A Clojure library to deal with SAX-streams in a chunked manner, plucking cohesive pieces and streaming them.
Uses data.xml
- without absolutely any validations. Assumes well-formed XML.
This library is primarily meant to deal with very large XMLs (hence, SAX), but where there are many repeating,
self-contained entities (sub-trees) that are the primary targets of iteration and processing. You don't care
about the actual semantics of the content, as much as the ability to pluck
such entities out, one at a time,
and hand them off to another (stream-) processing entity.
The purpose is to present a lazy stream of such mini-DOM-mable collections of XML entities. Because, well, DOM presents a much better semantic view of the data that SAX does not. Re-building such trees over SAX streams is a repetitive, boring job. Irrespective of the contents.
(stream-plucks (-> "/path/to/xml/file.gz"
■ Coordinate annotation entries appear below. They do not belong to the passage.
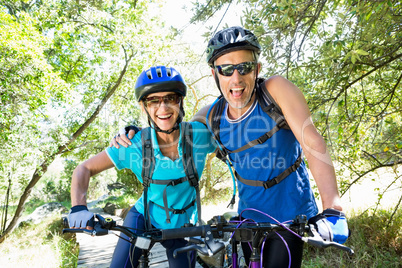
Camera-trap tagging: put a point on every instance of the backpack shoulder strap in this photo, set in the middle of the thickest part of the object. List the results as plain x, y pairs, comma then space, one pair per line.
215, 121
148, 165
269, 105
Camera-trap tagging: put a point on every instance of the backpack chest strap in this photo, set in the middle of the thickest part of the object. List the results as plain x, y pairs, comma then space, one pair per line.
269, 183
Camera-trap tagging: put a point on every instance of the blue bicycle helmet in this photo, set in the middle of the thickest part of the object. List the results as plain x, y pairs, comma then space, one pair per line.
231, 39
159, 79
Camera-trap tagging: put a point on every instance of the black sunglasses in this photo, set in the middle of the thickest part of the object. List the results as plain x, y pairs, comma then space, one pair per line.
155, 102
243, 68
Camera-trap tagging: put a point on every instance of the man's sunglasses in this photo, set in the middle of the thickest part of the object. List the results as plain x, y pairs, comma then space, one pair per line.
243, 68
155, 102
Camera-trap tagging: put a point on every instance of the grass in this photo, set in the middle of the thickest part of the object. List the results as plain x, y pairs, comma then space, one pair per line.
375, 245
39, 245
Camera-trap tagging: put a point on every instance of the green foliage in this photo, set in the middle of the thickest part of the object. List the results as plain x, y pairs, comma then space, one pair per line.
375, 243
58, 61
346, 58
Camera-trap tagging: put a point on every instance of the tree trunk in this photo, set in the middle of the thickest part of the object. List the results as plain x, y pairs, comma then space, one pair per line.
44, 166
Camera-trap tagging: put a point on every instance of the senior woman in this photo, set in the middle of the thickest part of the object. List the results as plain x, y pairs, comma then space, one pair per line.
167, 157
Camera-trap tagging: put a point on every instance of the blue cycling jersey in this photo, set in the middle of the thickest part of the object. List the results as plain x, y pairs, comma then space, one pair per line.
179, 196
283, 201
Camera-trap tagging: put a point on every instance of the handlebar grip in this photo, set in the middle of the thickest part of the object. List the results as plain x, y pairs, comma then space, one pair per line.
71, 230
183, 232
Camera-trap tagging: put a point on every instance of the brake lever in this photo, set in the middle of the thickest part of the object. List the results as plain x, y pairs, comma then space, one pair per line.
317, 241
211, 246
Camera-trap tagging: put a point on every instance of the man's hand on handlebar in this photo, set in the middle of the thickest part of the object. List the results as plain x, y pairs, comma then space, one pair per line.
80, 218
332, 225
124, 136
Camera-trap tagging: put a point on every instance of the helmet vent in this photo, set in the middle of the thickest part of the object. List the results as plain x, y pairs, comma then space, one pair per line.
159, 72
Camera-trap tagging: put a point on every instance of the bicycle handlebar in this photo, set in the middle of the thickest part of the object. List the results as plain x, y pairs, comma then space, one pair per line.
215, 228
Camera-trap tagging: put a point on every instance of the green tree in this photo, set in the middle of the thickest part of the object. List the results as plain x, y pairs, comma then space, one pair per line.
66, 71
346, 58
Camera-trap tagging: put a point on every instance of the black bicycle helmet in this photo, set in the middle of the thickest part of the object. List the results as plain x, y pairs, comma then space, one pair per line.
231, 39
159, 79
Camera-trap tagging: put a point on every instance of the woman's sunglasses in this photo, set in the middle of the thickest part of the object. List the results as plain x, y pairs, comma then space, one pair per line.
243, 68
155, 102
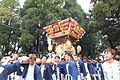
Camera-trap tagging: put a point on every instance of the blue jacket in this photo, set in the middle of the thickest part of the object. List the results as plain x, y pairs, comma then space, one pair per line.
47, 75
8, 69
37, 72
99, 68
72, 68
82, 68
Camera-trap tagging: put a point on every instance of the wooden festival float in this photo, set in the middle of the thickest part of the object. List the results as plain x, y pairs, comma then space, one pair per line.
64, 34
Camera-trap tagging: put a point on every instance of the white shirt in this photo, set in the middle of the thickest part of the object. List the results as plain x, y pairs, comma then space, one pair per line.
30, 73
111, 71
42, 70
88, 74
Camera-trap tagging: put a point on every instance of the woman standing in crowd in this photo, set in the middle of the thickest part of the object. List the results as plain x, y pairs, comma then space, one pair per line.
111, 67
31, 71
45, 69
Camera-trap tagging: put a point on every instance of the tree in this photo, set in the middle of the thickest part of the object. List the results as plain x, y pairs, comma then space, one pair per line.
107, 19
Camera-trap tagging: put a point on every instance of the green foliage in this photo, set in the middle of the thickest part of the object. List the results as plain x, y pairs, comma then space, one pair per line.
46, 12
106, 15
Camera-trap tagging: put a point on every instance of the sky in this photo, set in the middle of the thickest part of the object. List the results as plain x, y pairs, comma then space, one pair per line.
85, 4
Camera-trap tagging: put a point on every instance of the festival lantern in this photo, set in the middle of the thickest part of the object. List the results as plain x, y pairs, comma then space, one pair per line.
65, 33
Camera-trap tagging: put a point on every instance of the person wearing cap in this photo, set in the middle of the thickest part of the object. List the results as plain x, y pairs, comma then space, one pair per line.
81, 68
89, 69
111, 67
71, 71
45, 69
98, 69
7, 69
31, 71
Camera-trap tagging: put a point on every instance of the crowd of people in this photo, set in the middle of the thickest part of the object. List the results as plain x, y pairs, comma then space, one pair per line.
54, 67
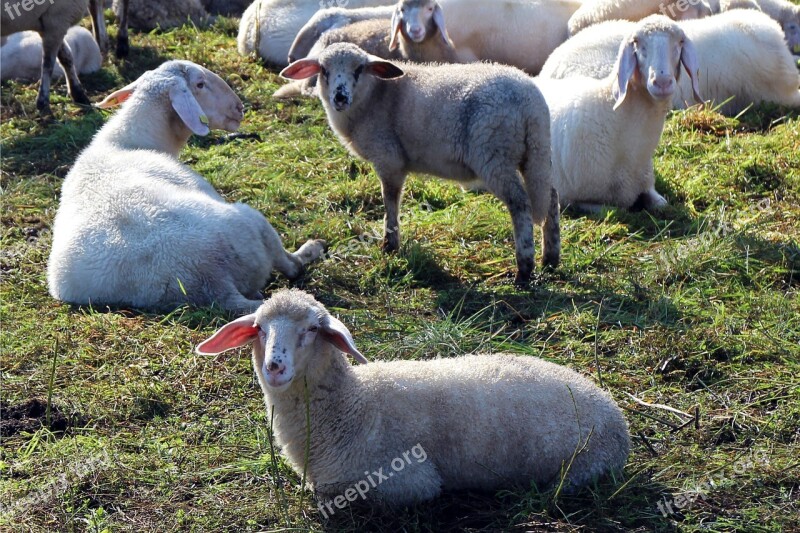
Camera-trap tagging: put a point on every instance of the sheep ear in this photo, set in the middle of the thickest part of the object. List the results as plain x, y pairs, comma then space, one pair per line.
117, 97
185, 104
232, 335
383, 69
438, 18
337, 334
692, 66
624, 69
301, 69
397, 24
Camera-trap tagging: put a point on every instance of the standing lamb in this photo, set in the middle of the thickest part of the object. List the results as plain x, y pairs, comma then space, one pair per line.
475, 422
463, 122
137, 228
743, 56
51, 20
604, 132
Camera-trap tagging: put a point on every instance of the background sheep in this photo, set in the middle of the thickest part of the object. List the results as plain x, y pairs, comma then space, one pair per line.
464, 122
51, 20
604, 132
483, 421
21, 52
742, 54
136, 227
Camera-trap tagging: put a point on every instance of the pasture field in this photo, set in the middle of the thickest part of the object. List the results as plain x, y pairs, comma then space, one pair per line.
110, 422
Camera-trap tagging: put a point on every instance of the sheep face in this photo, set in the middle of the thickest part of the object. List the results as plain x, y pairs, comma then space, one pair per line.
651, 58
290, 333
417, 20
346, 74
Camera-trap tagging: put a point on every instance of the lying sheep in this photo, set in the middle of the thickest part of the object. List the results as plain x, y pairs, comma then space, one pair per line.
604, 132
417, 33
521, 33
268, 27
596, 11
743, 56
51, 20
474, 422
463, 122
21, 52
137, 228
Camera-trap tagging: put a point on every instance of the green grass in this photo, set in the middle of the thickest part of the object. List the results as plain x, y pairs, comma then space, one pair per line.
695, 308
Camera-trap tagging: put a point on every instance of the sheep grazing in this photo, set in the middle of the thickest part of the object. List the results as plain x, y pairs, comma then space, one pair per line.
743, 56
465, 122
480, 422
596, 11
21, 53
604, 132
135, 227
51, 20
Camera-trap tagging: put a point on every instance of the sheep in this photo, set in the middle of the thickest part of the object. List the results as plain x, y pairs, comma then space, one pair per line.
480, 422
51, 20
422, 18
268, 27
463, 122
604, 132
22, 50
743, 54
521, 33
595, 11
135, 227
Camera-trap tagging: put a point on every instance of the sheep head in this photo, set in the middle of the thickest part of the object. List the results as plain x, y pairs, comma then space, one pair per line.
289, 333
651, 58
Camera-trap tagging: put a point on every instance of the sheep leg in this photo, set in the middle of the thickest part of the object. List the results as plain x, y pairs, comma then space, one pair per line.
551, 233
74, 87
123, 46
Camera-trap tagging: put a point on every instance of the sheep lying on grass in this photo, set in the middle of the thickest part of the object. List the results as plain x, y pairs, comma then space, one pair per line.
135, 227
742, 55
604, 132
482, 421
464, 122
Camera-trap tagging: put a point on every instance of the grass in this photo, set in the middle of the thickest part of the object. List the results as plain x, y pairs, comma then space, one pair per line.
110, 422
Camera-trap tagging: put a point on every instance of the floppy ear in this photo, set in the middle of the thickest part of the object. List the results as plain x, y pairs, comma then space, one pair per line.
117, 97
301, 69
692, 66
337, 334
185, 104
383, 69
438, 18
397, 24
232, 335
623, 69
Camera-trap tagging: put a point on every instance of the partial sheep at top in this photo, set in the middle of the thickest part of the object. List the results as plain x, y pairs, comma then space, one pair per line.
481, 422
135, 227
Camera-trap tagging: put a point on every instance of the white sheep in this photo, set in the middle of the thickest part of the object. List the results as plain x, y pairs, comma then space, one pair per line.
268, 27
480, 422
135, 227
604, 132
596, 11
463, 122
521, 33
20, 55
743, 58
51, 20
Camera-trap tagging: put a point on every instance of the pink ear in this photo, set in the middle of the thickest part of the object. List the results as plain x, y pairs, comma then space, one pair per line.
624, 69
692, 66
397, 23
302, 69
232, 335
337, 334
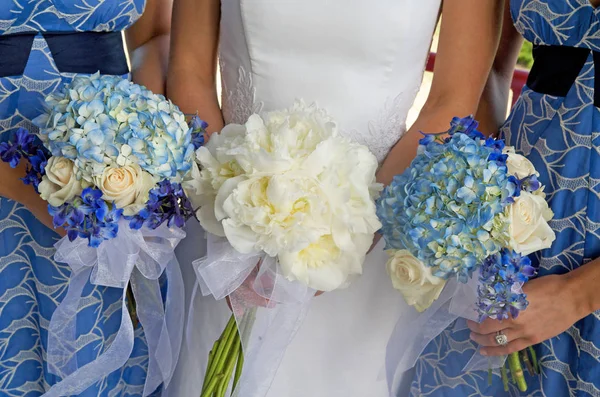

(create-sax-streamer :gzipped? true)
(skip "step/down/path")))
For example, you have an XML which looks like the following
<?xml version="1.0" encoding="UTF-8"?>
<Root>
<noisyTag>
<ignorableItems>
<ignorableItem>
I am an ignorable piece of text
</ignorableItem>
</ignorableItems>
<items>
<item>
<tagOne>
I am some text in tagOne
</tagOne>
<tagTwo>
I am some text in tagTwo
</tagTwo>
</item>
<item>
<tagOne>
I am some text in tagOne TWO
</tagOne>
<tagTwo>
I am some text in tagTwo TWO
</tagTwo>
</item>
</items>
</noisyTag>
<!-- This is a comment for your pleasure. -->
</Root>
The following code will give you two groups of XML elements, each rooted at item
(:require [org.msync.sax-plucker :refer [stream-plucks]]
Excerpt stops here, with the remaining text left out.